Continuity in the Sale of a Business

By: Terence P. Kennedy

One of the important decisions that a seller of a business needs to make is how long he or she is willing to stay with the business after it is sold.  Seller should be honest with himself about his feelings and his desires.  On the one hand, if the seller stays on with the business as an employee or a consultant, he needs to understand that this is a lot different than being an owner.  In many cases, seller has owned his business for many years and obviously has reported to no one. 

That dynamic is completely different when you suddenly are reporting to the new owner or to the management group of a private equity firm.  This is not an easy adjustment to make.  It’s similar to the long time bachelor who finally takes the plunge.  Lo and behold he discovers his spouse (beloved that she is) is not too keen on his version of household tidiness (clothes draped over the door) or his decision to buy a sports car rather than a family sedan.  At least in a marriage, you are both equals and you have the ability to compromise.  When you are a consultant or an employee, it is a job and he is the boss.  So one of the first things you need to consider is whether you can make that adjustment. 

Having said that, if your primary objective is to sell your business, you must be realistic about the concerns of the buyer.  This is especially the case if you have been the face of the business to your customers and vendors.  From buyer’s standpoint, he wants to give your customers and vendors a seamless experience through the transition.  Often this can be accomplished by having the seller stay on in some capacity to work through the transition.  This is entirely reasonable and is in the best interests of all the parties.  A customer likes to know that seller is giving buyer hands-on expertise as to customer’s needs.  Vendors have greater confidence in extending finance terms when the seller stays around.  In addition, no matter how smart your buyer is, his smartest move is to admit he doesn’t know everything and can use the guidance and inside tips that only seller’s experience can provide.

You have your own concerns as well.  In many deals today, part of the purchase price might be in the form of a promissory note or an earnout.  An earnout is a payment made by buyer in the future based upon the future performance of the business after closing the purchase.  By sticking around in some capacity you have the ability to keep an eye on the business. 

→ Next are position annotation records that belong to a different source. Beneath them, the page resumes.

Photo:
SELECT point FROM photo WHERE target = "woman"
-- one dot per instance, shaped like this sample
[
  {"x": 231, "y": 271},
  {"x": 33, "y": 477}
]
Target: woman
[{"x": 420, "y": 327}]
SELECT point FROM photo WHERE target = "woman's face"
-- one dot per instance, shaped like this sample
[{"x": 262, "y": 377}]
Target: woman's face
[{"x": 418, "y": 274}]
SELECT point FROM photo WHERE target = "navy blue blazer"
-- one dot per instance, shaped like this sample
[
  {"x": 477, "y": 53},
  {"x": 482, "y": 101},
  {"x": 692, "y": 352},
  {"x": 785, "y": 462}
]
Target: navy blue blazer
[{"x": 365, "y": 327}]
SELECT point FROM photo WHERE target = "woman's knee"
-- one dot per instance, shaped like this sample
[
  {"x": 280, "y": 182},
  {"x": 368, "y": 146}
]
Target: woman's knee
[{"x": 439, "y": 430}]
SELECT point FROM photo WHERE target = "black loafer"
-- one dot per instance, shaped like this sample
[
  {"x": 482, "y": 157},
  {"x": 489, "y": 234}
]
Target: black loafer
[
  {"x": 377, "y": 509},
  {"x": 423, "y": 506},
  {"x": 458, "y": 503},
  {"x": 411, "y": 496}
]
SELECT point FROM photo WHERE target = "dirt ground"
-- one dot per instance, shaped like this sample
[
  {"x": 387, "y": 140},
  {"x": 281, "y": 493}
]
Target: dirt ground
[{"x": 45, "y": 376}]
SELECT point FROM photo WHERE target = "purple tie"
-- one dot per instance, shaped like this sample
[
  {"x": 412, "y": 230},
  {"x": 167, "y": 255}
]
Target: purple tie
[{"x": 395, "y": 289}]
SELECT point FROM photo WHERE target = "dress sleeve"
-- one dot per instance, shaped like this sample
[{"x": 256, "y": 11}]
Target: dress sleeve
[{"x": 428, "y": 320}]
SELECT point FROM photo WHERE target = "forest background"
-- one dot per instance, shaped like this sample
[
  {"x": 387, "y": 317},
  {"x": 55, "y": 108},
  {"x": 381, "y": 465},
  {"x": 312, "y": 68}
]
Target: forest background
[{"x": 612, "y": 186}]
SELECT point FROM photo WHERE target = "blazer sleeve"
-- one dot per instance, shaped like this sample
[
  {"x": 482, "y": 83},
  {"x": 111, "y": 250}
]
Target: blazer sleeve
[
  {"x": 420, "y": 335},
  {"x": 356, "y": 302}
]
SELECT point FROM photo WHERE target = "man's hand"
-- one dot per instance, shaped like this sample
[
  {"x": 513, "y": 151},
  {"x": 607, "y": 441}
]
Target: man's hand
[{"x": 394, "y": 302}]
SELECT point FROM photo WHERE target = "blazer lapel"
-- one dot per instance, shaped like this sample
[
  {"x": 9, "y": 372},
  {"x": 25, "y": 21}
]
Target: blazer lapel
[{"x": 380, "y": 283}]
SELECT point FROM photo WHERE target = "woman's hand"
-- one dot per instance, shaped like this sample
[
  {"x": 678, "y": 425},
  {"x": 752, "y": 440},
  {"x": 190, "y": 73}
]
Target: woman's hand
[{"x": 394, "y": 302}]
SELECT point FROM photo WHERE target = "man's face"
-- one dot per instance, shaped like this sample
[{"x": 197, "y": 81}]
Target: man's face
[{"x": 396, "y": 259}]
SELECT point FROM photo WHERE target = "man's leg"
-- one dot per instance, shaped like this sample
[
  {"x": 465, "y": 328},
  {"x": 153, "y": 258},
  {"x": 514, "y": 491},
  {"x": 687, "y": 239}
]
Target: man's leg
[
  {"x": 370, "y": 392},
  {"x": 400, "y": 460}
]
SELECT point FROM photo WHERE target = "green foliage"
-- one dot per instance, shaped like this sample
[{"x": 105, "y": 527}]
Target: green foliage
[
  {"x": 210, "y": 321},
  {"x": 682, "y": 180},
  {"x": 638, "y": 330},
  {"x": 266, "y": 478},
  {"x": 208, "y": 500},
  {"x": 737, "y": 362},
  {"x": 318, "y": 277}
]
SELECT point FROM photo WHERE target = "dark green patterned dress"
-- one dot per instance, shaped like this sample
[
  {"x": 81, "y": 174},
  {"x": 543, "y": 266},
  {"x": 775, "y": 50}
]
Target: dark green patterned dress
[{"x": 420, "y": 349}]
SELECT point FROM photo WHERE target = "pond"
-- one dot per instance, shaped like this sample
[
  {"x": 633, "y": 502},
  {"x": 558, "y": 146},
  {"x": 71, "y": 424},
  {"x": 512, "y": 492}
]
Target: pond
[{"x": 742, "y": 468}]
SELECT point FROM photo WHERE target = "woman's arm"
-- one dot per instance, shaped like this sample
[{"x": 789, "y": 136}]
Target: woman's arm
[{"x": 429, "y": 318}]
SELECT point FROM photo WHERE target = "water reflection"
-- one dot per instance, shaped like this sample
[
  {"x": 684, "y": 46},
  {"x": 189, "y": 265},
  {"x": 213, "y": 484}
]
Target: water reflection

Long term employment agreements work in certain limited situations, especially when a recapitalization is done.  In a recapitalization, the seller retains an ongoing minority stake, sometimes significant in the business.  However, for the most part, in straight out purchases, it has been my experience that a consulting agreement is the best vehicle for continuity. 

First, it satisfies all the concerns of buyer.  It is a vehicle to continue seller’s presence as needed as a mentor/advisor, and as an ambassador with customers and vendors.  Next, if structured properly, it fulfills seller’s concerns.  First, it is usually part-time, giving seller a measure of the freedom he has longed for.  Second, it often does not require seller to be at the buyer’s office.  Sometimes phone contact is sufficient.  Third, it usually lasts for a brief duration.  A six month period is not unusual.  Fourth, and most importantly, a consultant maintains a professional relationship with buyer.  It is a business proposition between equals and not the unequal employer/employee relationship.